Wali Kota Yogya : Banyak Pondokan dan Indekos yang Berubah jadi VHO Tak Berizin
Wali Kota Yogya : Banyak Pondokan dan Indekos yang Berubah jadi VHO Tanpa Kelengkapan Izin
Penulis: Yosef Leon Pinsker | Editor: Hari Susmayanti
TRIBUNJOGJA.COM, YOGYA - Pemerintah Kota (Pemkot) Yogyakarta menilai maraknya keberadaan VHO (Virtual Hotel Operation) di kawasan setempat tidak serta merta ikut mendongkrak pendapatan asli daerah (PAD).
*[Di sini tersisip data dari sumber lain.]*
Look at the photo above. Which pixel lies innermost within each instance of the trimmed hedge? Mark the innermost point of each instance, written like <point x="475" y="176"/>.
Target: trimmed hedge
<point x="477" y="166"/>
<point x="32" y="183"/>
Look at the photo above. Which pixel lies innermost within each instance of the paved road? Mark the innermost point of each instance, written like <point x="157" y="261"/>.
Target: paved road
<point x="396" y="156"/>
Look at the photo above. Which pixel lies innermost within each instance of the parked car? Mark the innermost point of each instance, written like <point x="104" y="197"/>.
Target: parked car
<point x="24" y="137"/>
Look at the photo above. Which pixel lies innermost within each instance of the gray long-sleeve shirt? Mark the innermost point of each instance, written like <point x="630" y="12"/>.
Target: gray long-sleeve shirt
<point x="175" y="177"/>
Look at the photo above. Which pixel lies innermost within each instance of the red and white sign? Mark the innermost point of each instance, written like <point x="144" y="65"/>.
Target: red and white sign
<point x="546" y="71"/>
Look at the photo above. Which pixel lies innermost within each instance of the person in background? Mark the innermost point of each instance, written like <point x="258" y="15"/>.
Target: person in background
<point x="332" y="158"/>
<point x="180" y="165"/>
Pasalnya, ada dugaan bahwa VHO tidak membayarkan kewajibannya berupa pajak kepada Pemkot.
Selain itu, VHO juga dianggap abai persoalan IMB serta tidak memberlakukan standarisasi yang jelas terhadap keamanan konsumen.
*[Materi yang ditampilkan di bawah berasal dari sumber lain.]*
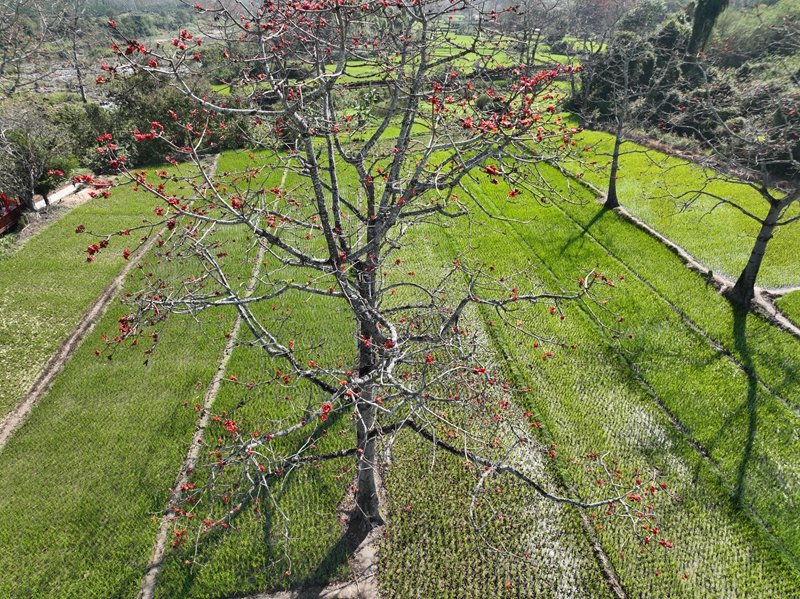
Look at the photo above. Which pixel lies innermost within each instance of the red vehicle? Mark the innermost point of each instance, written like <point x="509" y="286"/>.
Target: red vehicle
<point x="9" y="213"/>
"Kami akan meregulasi hal itu untuk melindungi konsumen. Dasarnya nanti IMB," kata Walikota Yogyakarta, Haryadi Suyuti, Senin (13/1/2020).
Haryadi mengatakan, tentunya perlu regulasi yang jelas untuk mengatur pengalihan fungsi bangunan yang semula digunakan untuk pondokan atau indekos menjadi hunian hotel.
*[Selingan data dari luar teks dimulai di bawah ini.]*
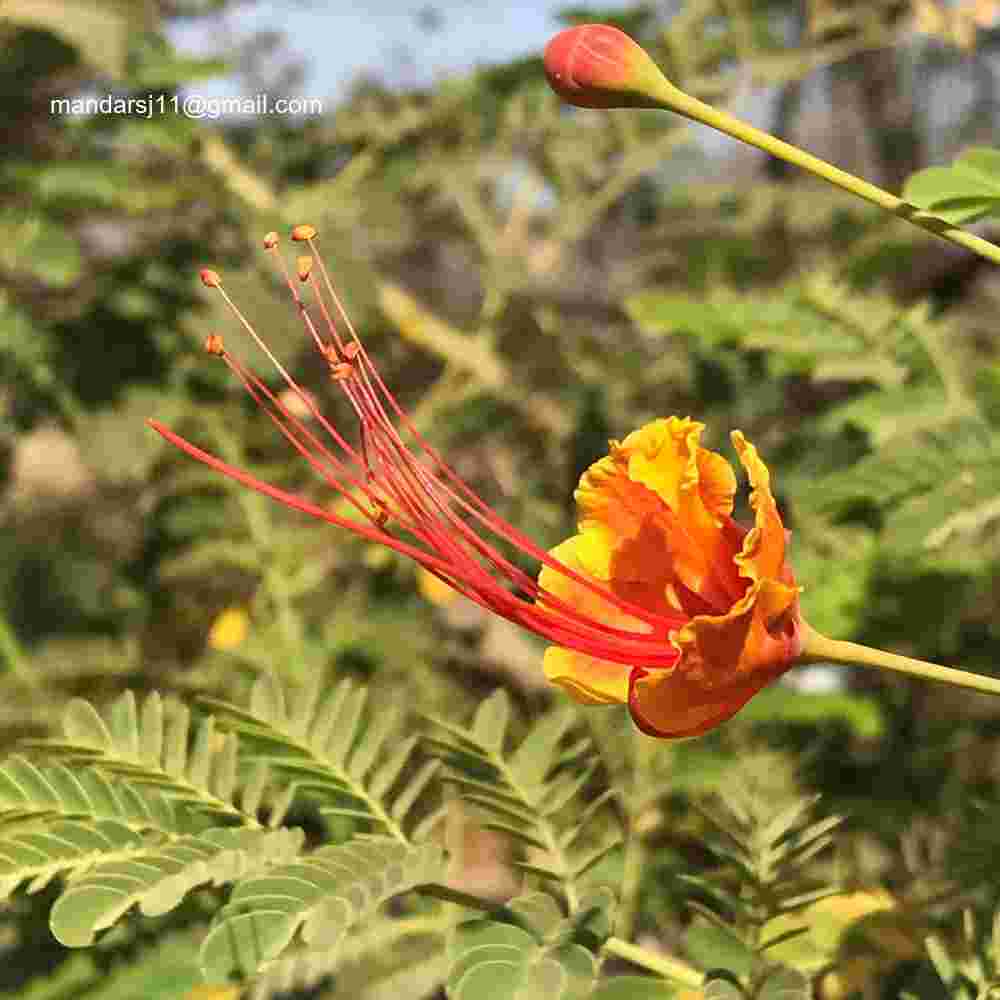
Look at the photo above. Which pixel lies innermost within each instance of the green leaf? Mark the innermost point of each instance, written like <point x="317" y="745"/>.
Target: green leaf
<point x="967" y="189"/>
<point x="712" y="947"/>
<point x="719" y="988"/>
<point x="635" y="988"/>
<point x="785" y="984"/>
<point x="157" y="877"/>
<point x="100" y="29"/>
<point x="320" y="896"/>
<point x="503" y="962"/>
Selama ini, ada dugaan pemilik indekos dan juga pondokan mengalihkan fungsi bangunan menjadi hunian hotel namun tidak mengurus perizinan sesuai dengan fungsinya.
"Aturannya memang tidak seperti itu. Kalau itu tidak ada aturannya akan kita buat, terutama buat konsumen," imbuhnya.
Menurut Haryadi, kadangkala para tamu VHO bisa tidak melakukan laporan saat masuk maupun keluar.
• PHRI Targetkan Okupansi Hotel Naik 10 Persen pada Tahun 2020
• Agenda Jogja : Rangkaian Pertunjukan Malioboro Selasa Wage
Sehingga jika terdapat kejadian yang tidak diinginkan bisa berdampak pada konsumen itu sendiri.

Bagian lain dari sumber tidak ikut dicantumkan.